While not directly related to the Lord’s supper, Jesus’ words do give us an indication that, long before the last supper, Jesus knew that he was able to provide something that would quench thirst and satiate hunger for good.  Of course he wasn’t speaking of literal but of spiritual hunger and thirst.


In fact, that is what he meant when he said, 


Jesus cried out, “If anyone thirsts, let him follow me and drink.  Whoever believes in me, as the Scripture says, ‘Out of his heart will flow rivers of living waters.’”  This he said about the Spirit, whom those who believed in him were to receive.                         John 7:37-39


This is also what he indicated when he said,


I came that they may have life, and have it abundantly.

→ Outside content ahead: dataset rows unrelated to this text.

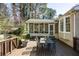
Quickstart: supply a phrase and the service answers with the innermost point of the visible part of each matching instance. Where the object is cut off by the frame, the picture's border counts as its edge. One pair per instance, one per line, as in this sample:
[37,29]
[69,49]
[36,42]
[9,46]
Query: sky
[61,8]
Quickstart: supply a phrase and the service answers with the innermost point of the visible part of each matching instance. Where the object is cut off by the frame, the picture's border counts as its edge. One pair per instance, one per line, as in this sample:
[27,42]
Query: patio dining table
[46,43]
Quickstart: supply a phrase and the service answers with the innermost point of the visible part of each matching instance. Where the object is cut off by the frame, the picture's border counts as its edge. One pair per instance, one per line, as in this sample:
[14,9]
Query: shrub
[27,36]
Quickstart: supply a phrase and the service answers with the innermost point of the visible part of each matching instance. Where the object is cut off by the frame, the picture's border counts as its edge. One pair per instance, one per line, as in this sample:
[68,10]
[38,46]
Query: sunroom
[40,27]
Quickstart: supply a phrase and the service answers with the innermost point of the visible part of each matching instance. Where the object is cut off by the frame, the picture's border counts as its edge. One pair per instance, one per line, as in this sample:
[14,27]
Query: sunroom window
[68,24]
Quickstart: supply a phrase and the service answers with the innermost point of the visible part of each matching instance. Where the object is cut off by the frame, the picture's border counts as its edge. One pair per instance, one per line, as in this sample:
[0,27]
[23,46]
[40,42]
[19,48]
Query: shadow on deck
[42,52]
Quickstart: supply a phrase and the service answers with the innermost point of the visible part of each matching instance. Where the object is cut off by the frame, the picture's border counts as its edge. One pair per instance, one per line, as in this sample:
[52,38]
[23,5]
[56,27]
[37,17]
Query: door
[51,29]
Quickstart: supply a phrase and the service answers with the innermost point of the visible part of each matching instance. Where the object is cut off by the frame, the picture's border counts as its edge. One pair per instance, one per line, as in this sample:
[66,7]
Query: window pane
[31,27]
[41,27]
[36,28]
[68,24]
[46,28]
[61,25]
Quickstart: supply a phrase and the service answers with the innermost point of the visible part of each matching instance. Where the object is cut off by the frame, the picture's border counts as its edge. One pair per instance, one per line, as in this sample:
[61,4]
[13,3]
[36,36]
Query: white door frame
[49,28]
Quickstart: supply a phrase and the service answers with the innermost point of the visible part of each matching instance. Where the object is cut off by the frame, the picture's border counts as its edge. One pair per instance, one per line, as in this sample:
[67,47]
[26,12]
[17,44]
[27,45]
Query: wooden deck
[24,51]
[31,50]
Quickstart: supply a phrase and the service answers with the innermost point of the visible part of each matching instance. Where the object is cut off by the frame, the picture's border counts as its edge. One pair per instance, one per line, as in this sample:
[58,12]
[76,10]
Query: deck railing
[6,46]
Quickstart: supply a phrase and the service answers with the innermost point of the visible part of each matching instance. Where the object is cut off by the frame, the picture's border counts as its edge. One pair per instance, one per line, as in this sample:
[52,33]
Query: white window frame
[60,26]
[65,24]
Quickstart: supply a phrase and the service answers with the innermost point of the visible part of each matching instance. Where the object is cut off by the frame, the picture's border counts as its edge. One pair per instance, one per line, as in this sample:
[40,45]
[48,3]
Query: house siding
[77,24]
[68,37]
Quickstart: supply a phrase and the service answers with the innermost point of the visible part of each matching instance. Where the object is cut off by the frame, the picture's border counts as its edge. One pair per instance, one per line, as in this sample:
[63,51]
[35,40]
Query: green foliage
[18,32]
[27,36]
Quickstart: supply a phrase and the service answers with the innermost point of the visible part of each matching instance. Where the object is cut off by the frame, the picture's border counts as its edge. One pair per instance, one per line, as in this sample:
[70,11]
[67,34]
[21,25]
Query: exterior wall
[77,25]
[67,37]
[39,33]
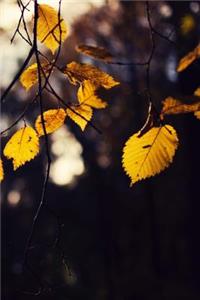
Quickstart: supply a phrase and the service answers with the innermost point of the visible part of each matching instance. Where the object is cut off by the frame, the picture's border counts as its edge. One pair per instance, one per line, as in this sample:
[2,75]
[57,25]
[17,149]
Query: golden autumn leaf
[87,96]
[30,76]
[188,59]
[197,114]
[53,118]
[149,154]
[95,52]
[187,24]
[80,115]
[173,106]
[22,146]
[77,73]
[50,30]
[197,92]
[1,170]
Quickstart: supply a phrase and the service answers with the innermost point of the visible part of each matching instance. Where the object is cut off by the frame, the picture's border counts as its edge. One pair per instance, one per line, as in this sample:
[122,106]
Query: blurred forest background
[113,242]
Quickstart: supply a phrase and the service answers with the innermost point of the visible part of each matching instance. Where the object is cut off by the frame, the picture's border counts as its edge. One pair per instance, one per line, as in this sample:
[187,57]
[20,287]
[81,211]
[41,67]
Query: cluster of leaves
[24,145]
[145,154]
[151,150]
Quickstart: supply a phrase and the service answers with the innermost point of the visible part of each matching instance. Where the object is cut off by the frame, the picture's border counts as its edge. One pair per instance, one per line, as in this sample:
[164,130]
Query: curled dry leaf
[95,52]
[149,154]
[197,114]
[77,73]
[188,59]
[51,30]
[53,119]
[23,146]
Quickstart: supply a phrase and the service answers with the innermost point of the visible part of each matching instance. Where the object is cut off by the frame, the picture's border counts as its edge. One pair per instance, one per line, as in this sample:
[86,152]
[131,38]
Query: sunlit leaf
[197,114]
[173,106]
[187,24]
[22,146]
[87,95]
[149,154]
[95,52]
[53,118]
[78,72]
[197,92]
[188,59]
[1,170]
[30,76]
[51,30]
[80,115]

                                                                                    John 10:10


Jesus was speaking of another reality that would be true when the New Covenant was established.  Jesus would send the Holy Spirit who would empower his followers to live in harmony with God’s will.  It is doing what God loves.


That is abundant life.  That is a fulfilled life.  That is a life that is the introduction to life eternal.


On the night prior to his arrest, Jesus celebrated his last Passover meal with his followers. 


During the meal, Jesus was aware of his imminent betrayal, arrest and death.  So he took one of the pieces of bread and distributed it to his followers with these words:


This bread is my body, which is given for you.

                                                                                    Luke 22:19


Let us remember Jesus’ body, which was broken for us.


At the end of the meal, Jesus reiterated his point by taking a cup of wine and passing it around with these words:


This cup of wine, which is poured out for you, is the new covenant in my blood.                                         Luke 22:20


Let’s remember Jesus blood, which was poured out for us. 


The significance of the bread and wine were the same.  They indicated that Jesus’ suffering and death would be on behalf of his followers in order to reestablish a covenant relationship between them and God.


And part of that covenant relationship includes the sign of the covenant – the Holy Spirit – who is to indwell us and empower us to be those who live to please God.


Now, the truth is that even the best of people still have flaws.  We will never arrive at perfection … something else we need to accept about ourselves … but that shouldn’t mean that we simply give up.


God believes in us.  We, you and I, are to be his hands and feet and mouth on this earth.  That is what Jesus meant when he said that his followers should be salt and light.


Maybe we should begin this week by trying to ask others if there is anything that we can do to make their day better.  Or we can sincerely point out the good in others … tell them that they are important, worthwhile, a blessing.  Or maybe we can take someone a meal, visit with them, bring them some groceries.   


It may inspire them to realize the positive impact our faith has made on us, it may motivate them to move them toward God, and it may inspire them to pay it forward.  Imagine the joy of knowing that we have improved the life of another.